Per ristoranti, bar, caffetterie, pizzerie, locali da asporto e servizi di consegna che vogliono rendere visibile il link diretto per ordinare nel Profilo Google.
Perché il link per ordinare online su Google è importante
Molti clienti cercano su Google frasi come pizza vicino a me, kebab a domicilio, burger da ritirare, ristorante ordinare online o bar aperto.
Poi vedono il tuo Profilo dell'attività Google. Lì si decide spesso cosa succede dopo.
Il cliente può chiamare. Può guardare il menu. Può andare al sito. Oppure può ordinare direttamente online.

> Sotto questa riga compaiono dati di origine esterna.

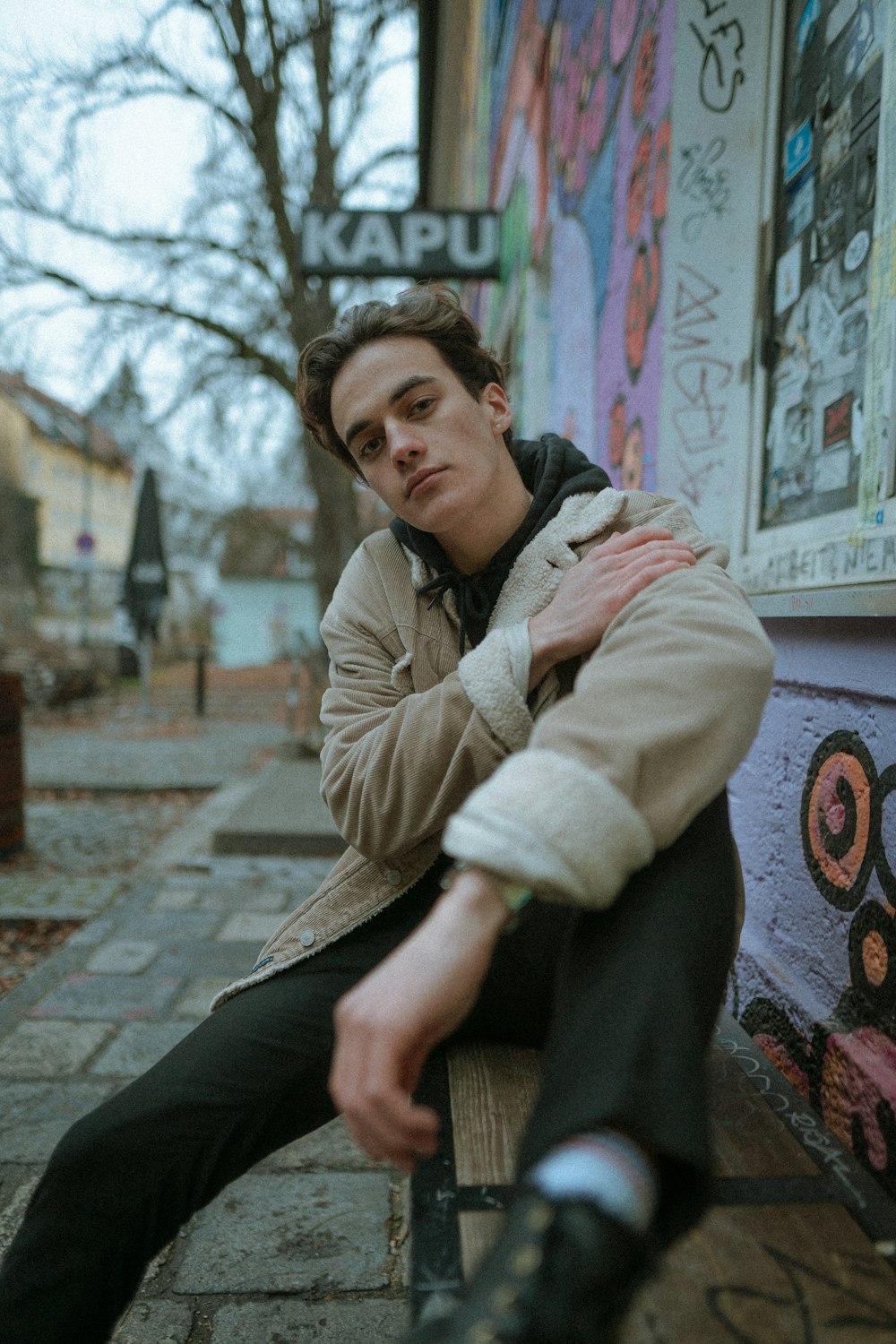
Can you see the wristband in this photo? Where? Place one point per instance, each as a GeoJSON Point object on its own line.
{"type": "Point", "coordinates": [514, 894]}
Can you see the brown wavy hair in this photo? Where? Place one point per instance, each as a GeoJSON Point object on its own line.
{"type": "Point", "coordinates": [432, 312]}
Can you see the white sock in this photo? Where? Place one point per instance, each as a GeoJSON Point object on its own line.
{"type": "Point", "coordinates": [607, 1168]}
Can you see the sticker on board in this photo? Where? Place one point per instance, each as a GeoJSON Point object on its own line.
{"type": "Point", "coordinates": [801, 206]}
{"type": "Point", "coordinates": [837, 139]}
{"type": "Point", "coordinates": [788, 274]}
{"type": "Point", "coordinates": [797, 150]}
{"type": "Point", "coordinates": [856, 250]}
{"type": "Point", "coordinates": [807, 21]}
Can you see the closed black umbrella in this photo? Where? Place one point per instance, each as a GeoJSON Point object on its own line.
{"type": "Point", "coordinates": [147, 573]}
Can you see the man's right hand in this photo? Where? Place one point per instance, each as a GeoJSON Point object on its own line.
{"type": "Point", "coordinates": [597, 589]}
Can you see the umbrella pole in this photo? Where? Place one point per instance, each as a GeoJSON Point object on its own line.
{"type": "Point", "coordinates": [145, 674]}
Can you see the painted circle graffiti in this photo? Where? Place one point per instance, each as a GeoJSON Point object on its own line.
{"type": "Point", "coordinates": [661, 147]}
{"type": "Point", "coordinates": [637, 312]}
{"type": "Point", "coordinates": [885, 875]}
{"type": "Point", "coordinates": [624, 21]}
{"type": "Point", "coordinates": [638, 182]}
{"type": "Point", "coordinates": [653, 279]}
{"type": "Point", "coordinates": [840, 819]}
{"type": "Point", "coordinates": [643, 70]}
{"type": "Point", "coordinates": [872, 959]}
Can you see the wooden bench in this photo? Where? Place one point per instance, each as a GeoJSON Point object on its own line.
{"type": "Point", "coordinates": [798, 1233]}
{"type": "Point", "coordinates": [482, 1094]}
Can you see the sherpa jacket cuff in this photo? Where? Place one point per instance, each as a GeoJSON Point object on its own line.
{"type": "Point", "coordinates": [495, 677]}
{"type": "Point", "coordinates": [548, 822]}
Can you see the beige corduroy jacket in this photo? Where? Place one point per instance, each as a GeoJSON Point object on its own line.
{"type": "Point", "coordinates": [568, 793]}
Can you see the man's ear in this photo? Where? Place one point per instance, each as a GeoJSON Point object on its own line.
{"type": "Point", "coordinates": [495, 402]}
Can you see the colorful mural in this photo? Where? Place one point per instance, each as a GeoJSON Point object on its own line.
{"type": "Point", "coordinates": [826, 1012]}
{"type": "Point", "coordinates": [579, 136]}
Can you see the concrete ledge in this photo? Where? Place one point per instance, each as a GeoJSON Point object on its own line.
{"type": "Point", "coordinates": [284, 814]}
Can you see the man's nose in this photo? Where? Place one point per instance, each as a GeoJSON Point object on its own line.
{"type": "Point", "coordinates": [403, 441]}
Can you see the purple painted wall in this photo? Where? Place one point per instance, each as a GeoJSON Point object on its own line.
{"type": "Point", "coordinates": [570, 136]}
{"type": "Point", "coordinates": [814, 812]}
{"type": "Point", "coordinates": [579, 104]}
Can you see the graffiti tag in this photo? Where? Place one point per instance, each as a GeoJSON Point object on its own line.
{"type": "Point", "coordinates": [812, 1132]}
{"type": "Point", "coordinates": [705, 183]}
{"type": "Point", "coordinates": [812, 1317]}
{"type": "Point", "coordinates": [702, 381]}
{"type": "Point", "coordinates": [721, 70]}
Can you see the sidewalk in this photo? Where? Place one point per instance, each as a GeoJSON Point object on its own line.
{"type": "Point", "coordinates": [798, 1246]}
{"type": "Point", "coordinates": [309, 1245]}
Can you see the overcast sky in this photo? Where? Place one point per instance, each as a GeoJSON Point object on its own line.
{"type": "Point", "coordinates": [140, 172]}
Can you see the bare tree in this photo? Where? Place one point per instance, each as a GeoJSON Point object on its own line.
{"type": "Point", "coordinates": [285, 89]}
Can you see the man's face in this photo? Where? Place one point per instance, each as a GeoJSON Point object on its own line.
{"type": "Point", "coordinates": [432, 452]}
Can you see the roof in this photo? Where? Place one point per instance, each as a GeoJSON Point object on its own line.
{"type": "Point", "coordinates": [61, 424]}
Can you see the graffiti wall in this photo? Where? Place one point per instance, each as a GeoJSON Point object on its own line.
{"type": "Point", "coordinates": [579, 128]}
{"type": "Point", "coordinates": [624, 144]}
{"type": "Point", "coordinates": [814, 811]}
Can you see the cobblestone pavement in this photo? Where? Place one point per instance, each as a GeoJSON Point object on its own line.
{"type": "Point", "coordinates": [311, 1244]}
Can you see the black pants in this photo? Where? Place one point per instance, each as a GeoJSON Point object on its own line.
{"type": "Point", "coordinates": [624, 1003]}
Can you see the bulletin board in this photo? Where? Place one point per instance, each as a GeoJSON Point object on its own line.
{"type": "Point", "coordinates": [823, 263]}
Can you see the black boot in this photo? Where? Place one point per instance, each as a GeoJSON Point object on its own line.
{"type": "Point", "coordinates": [560, 1273]}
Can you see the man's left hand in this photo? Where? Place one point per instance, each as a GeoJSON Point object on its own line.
{"type": "Point", "coordinates": [390, 1021]}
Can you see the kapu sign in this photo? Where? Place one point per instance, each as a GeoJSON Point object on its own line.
{"type": "Point", "coordinates": [424, 244]}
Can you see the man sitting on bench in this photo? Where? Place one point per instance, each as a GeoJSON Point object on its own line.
{"type": "Point", "coordinates": [538, 688]}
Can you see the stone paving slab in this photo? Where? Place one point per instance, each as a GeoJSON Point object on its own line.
{"type": "Point", "coordinates": [35, 1116]}
{"type": "Point", "coordinates": [228, 960]}
{"type": "Point", "coordinates": [331, 1145]}
{"type": "Point", "coordinates": [11, 1215]}
{"type": "Point", "coordinates": [159, 926]}
{"type": "Point", "coordinates": [303, 1322]}
{"type": "Point", "coordinates": [108, 997]}
{"type": "Point", "coordinates": [51, 1048]}
{"type": "Point", "coordinates": [158, 1322]}
{"type": "Point", "coordinates": [284, 814]}
{"type": "Point", "coordinates": [112, 757]}
{"type": "Point", "coordinates": [23, 897]}
{"type": "Point", "coordinates": [289, 1234]}
{"type": "Point", "coordinates": [123, 957]}
{"type": "Point", "coordinates": [139, 1046]}
{"type": "Point", "coordinates": [220, 898]}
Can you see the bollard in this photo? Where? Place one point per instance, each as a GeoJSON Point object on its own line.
{"type": "Point", "coordinates": [201, 680]}
{"type": "Point", "coordinates": [13, 816]}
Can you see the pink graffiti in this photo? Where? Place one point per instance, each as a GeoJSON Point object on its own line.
{"type": "Point", "coordinates": [579, 102]}
{"type": "Point", "coordinates": [858, 1072]}
{"type": "Point", "coordinates": [721, 70]}
{"type": "Point", "coordinates": [622, 24]}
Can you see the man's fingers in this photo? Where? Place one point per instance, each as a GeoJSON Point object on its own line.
{"type": "Point", "coordinates": [370, 1082]}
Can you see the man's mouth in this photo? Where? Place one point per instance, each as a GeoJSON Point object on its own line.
{"type": "Point", "coordinates": [421, 478]}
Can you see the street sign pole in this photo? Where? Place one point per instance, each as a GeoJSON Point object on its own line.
{"type": "Point", "coordinates": [144, 658]}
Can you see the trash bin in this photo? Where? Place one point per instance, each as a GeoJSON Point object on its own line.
{"type": "Point", "coordinates": [13, 814]}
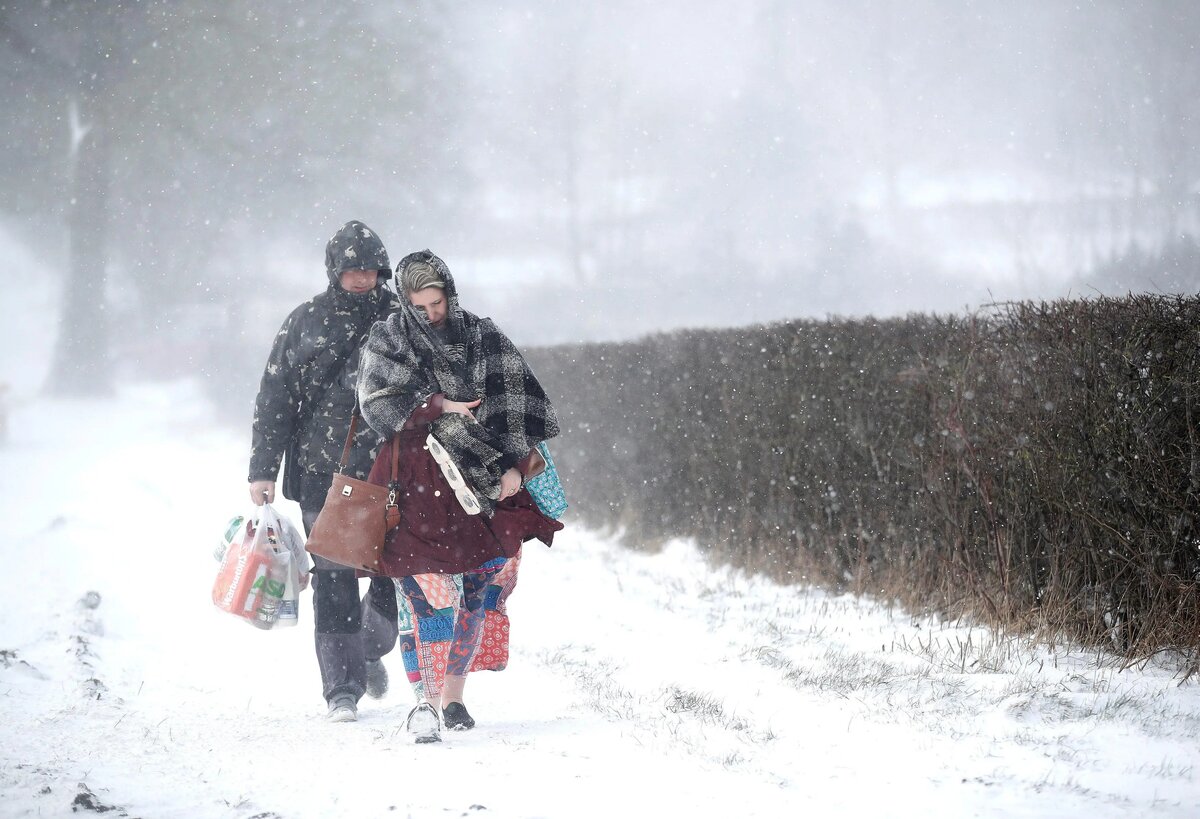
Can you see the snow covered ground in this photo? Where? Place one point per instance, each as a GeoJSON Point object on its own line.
{"type": "Point", "coordinates": [640, 685]}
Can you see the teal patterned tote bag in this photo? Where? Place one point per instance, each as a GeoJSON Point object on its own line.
{"type": "Point", "coordinates": [546, 488]}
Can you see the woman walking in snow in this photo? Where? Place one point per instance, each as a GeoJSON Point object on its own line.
{"type": "Point", "coordinates": [457, 398]}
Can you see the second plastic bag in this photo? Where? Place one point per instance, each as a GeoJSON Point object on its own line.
{"type": "Point", "coordinates": [259, 575]}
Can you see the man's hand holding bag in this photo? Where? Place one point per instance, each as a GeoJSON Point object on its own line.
{"type": "Point", "coordinates": [354, 521]}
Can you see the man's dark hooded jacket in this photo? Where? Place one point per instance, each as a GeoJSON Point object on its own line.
{"type": "Point", "coordinates": [307, 387]}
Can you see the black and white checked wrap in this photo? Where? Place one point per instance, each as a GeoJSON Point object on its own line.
{"type": "Point", "coordinates": [405, 362]}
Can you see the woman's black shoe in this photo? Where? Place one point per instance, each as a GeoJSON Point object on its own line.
{"type": "Point", "coordinates": [456, 718]}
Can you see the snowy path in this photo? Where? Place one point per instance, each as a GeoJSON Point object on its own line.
{"type": "Point", "coordinates": [639, 685]}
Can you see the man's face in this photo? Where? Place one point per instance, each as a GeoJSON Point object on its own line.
{"type": "Point", "coordinates": [359, 281]}
{"type": "Point", "coordinates": [431, 302]}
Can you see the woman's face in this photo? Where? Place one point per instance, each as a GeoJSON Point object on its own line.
{"type": "Point", "coordinates": [431, 302]}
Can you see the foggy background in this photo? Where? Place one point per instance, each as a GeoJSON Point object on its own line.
{"type": "Point", "coordinates": [172, 171]}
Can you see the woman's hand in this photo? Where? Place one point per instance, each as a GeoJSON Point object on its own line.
{"type": "Point", "coordinates": [461, 407]}
{"type": "Point", "coordinates": [510, 483]}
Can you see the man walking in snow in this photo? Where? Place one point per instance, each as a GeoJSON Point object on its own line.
{"type": "Point", "coordinates": [304, 408]}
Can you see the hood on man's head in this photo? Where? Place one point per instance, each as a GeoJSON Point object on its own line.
{"type": "Point", "coordinates": [355, 247]}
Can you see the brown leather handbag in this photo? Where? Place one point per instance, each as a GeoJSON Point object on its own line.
{"type": "Point", "coordinates": [357, 516]}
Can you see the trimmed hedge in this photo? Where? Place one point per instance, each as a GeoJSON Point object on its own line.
{"type": "Point", "coordinates": [1036, 465]}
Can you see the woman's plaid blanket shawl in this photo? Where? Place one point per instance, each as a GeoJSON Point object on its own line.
{"type": "Point", "coordinates": [405, 363]}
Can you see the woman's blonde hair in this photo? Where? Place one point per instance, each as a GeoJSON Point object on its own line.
{"type": "Point", "coordinates": [419, 275]}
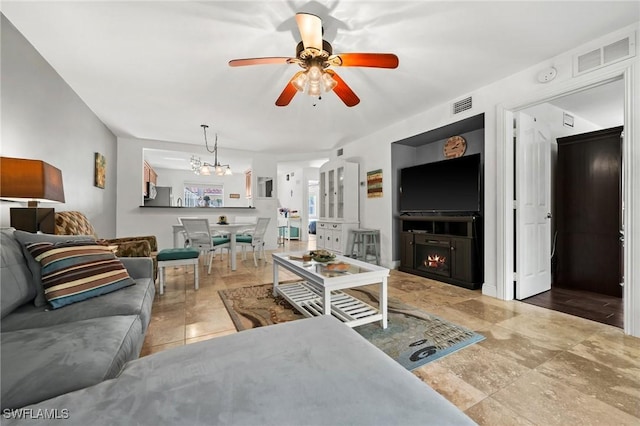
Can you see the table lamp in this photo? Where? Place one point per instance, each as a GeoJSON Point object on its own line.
{"type": "Point", "coordinates": [32, 181]}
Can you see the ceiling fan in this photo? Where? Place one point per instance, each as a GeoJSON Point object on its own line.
{"type": "Point", "coordinates": [315, 55]}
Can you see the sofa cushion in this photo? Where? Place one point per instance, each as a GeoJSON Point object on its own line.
{"type": "Point", "coordinates": [76, 271]}
{"type": "Point", "coordinates": [38, 364]}
{"type": "Point", "coordinates": [25, 238]}
{"type": "Point", "coordinates": [16, 286]}
{"type": "Point", "coordinates": [324, 372]}
{"type": "Point", "coordinates": [134, 300]}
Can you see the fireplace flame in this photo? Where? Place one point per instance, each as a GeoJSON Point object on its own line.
{"type": "Point", "coordinates": [434, 261]}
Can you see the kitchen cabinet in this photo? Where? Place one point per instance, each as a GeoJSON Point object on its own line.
{"type": "Point", "coordinates": [338, 209]}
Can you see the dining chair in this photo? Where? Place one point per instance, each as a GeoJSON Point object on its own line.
{"type": "Point", "coordinates": [200, 237]}
{"type": "Point", "coordinates": [255, 239]}
{"type": "Point", "coordinates": [183, 232]}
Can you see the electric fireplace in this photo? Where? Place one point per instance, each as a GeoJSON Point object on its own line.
{"type": "Point", "coordinates": [434, 256]}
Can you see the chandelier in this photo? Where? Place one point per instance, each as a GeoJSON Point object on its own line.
{"type": "Point", "coordinates": [200, 167]}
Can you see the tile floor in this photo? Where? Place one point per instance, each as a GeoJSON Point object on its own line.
{"type": "Point", "coordinates": [535, 367]}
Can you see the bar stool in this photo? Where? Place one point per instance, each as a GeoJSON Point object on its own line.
{"type": "Point", "coordinates": [365, 242]}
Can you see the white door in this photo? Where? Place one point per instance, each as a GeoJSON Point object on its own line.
{"type": "Point", "coordinates": [533, 207]}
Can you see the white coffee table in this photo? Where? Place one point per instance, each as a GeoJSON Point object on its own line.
{"type": "Point", "coordinates": [319, 293]}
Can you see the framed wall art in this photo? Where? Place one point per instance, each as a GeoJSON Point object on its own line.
{"type": "Point", "coordinates": [100, 174]}
{"type": "Point", "coordinates": [374, 184]}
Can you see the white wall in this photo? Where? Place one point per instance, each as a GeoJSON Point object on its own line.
{"type": "Point", "coordinates": [43, 119]}
{"type": "Point", "coordinates": [373, 151]}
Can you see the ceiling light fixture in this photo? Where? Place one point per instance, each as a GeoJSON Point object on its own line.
{"type": "Point", "coordinates": [200, 167]}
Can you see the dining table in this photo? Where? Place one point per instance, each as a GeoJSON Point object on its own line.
{"type": "Point", "coordinates": [229, 228]}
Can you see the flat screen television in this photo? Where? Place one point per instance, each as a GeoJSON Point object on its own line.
{"type": "Point", "coordinates": [449, 186]}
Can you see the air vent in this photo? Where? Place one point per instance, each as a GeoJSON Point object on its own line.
{"type": "Point", "coordinates": [605, 55]}
{"type": "Point", "coordinates": [462, 105]}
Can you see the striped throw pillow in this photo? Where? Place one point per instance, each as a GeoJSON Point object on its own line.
{"type": "Point", "coordinates": [76, 271]}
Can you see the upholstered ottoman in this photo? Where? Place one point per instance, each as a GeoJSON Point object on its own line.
{"type": "Point", "coordinates": [177, 257]}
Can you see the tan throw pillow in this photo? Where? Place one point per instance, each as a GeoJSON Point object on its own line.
{"type": "Point", "coordinates": [76, 271]}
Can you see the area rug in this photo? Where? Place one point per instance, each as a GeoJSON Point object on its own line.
{"type": "Point", "coordinates": [413, 337]}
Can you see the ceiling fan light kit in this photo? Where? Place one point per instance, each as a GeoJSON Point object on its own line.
{"type": "Point", "coordinates": [315, 55]}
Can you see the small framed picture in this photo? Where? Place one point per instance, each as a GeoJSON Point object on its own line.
{"type": "Point", "coordinates": [100, 170]}
{"type": "Point", "coordinates": [567, 119]}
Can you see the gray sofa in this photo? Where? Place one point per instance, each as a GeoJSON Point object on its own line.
{"type": "Point", "coordinates": [46, 353]}
{"type": "Point", "coordinates": [314, 371]}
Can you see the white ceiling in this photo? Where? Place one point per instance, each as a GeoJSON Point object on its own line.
{"type": "Point", "coordinates": [158, 69]}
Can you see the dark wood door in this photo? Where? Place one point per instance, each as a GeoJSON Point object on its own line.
{"type": "Point", "coordinates": [588, 212]}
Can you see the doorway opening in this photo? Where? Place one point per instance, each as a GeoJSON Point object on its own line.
{"type": "Point", "coordinates": [590, 110]}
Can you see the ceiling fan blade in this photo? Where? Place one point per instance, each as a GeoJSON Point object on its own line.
{"type": "Point", "coordinates": [289, 92]}
{"type": "Point", "coordinates": [259, 61]}
{"type": "Point", "coordinates": [343, 91]}
{"type": "Point", "coordinates": [310, 27]}
{"type": "Point", "coordinates": [373, 60]}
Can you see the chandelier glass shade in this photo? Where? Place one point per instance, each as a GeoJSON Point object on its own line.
{"type": "Point", "coordinates": [204, 168]}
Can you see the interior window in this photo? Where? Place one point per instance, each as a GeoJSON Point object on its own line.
{"type": "Point", "coordinates": [203, 195]}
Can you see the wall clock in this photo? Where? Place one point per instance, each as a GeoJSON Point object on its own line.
{"type": "Point", "coordinates": [455, 147]}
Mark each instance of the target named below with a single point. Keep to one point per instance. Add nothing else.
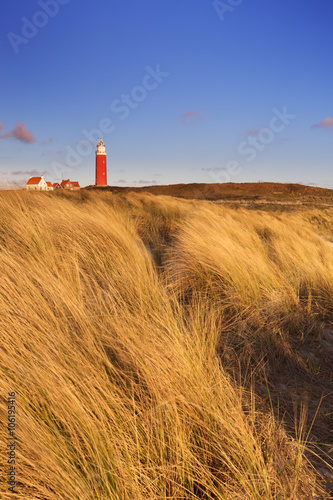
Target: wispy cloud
(325, 123)
(30, 172)
(47, 141)
(20, 132)
(191, 118)
(214, 169)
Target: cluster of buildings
(40, 184)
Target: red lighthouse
(101, 178)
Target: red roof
(34, 180)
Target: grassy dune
(146, 337)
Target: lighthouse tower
(101, 179)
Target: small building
(70, 185)
(36, 184)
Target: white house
(37, 184)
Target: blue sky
(180, 90)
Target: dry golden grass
(115, 316)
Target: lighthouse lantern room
(101, 177)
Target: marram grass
(112, 310)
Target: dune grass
(115, 317)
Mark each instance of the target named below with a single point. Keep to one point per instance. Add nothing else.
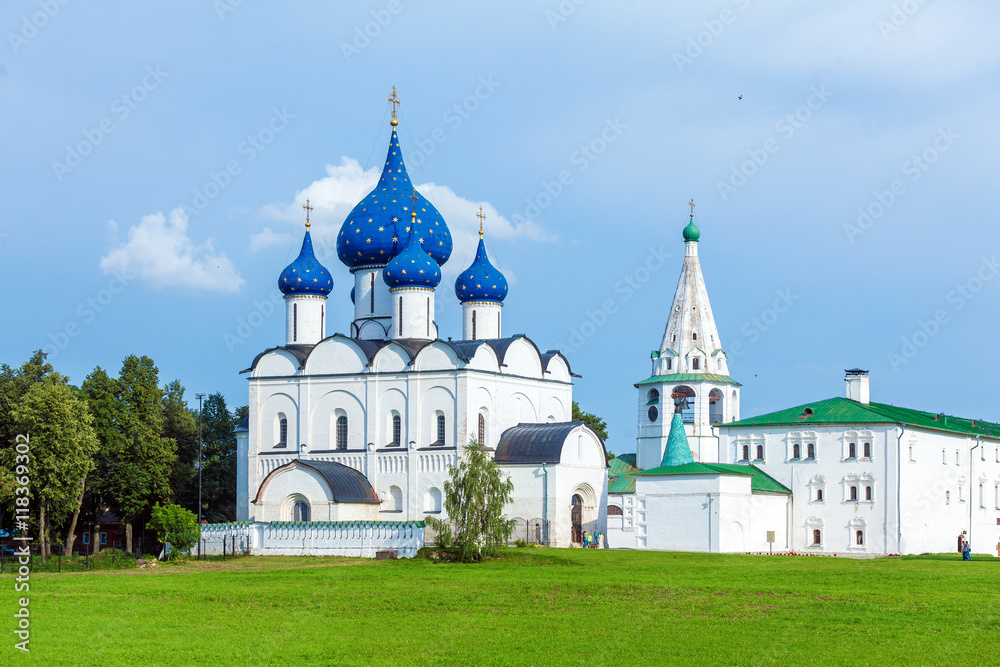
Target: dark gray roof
(534, 443)
(347, 485)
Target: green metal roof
(760, 481)
(690, 377)
(846, 411)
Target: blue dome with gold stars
(305, 275)
(413, 267)
(481, 281)
(375, 230)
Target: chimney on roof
(857, 385)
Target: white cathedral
(364, 426)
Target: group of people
(593, 540)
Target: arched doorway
(576, 518)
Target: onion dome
(305, 275)
(374, 231)
(691, 232)
(413, 267)
(481, 281)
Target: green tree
(219, 460)
(180, 424)
(593, 421)
(139, 458)
(63, 443)
(176, 525)
(475, 499)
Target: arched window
(715, 407)
(342, 432)
(441, 429)
(683, 398)
(432, 501)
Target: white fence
(358, 539)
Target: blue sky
(785, 121)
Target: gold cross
(481, 216)
(308, 208)
(393, 100)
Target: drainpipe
(974, 447)
(545, 504)
(899, 493)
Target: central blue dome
(481, 281)
(305, 275)
(375, 230)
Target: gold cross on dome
(308, 209)
(482, 217)
(394, 101)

Per questo il link per ordinare nel Profilo Google è così importante.
Se il link giusto è visibile, il passaggio è breve: trovare il ristorante su Google, cliccare Ordina online, aprire il menu, inviare l'ordine.
Per ristoranti, bar, caffetterie, pizzerie, locali da asporto e servizi di consegna è un passo semplice ma molto importante verso più ordini diretti.
Perché il link Google per ordinare conta così tanto
Google è il primo contatto con il tuo ristorante per molti ospiti.
Il cliente magari non conosce ancora il tuo nome. Oppure ha fame e cerca qualcosa nelle vicinanze. In quel momento non vuole una ricerca lunga.
Vuole sapere: è aperto? consegna? posso ritirare? c'è un menu? posso ordinare subito?
Se il link manca o è sbagliato, di solito succede una di tre cose: il cliente chiama, ordina da un altro canale o sceglie un altro ristorante.
Se invece il link è ben visibile e porta alla pagina corretta, una ricerca Google può diventare subito un ordine.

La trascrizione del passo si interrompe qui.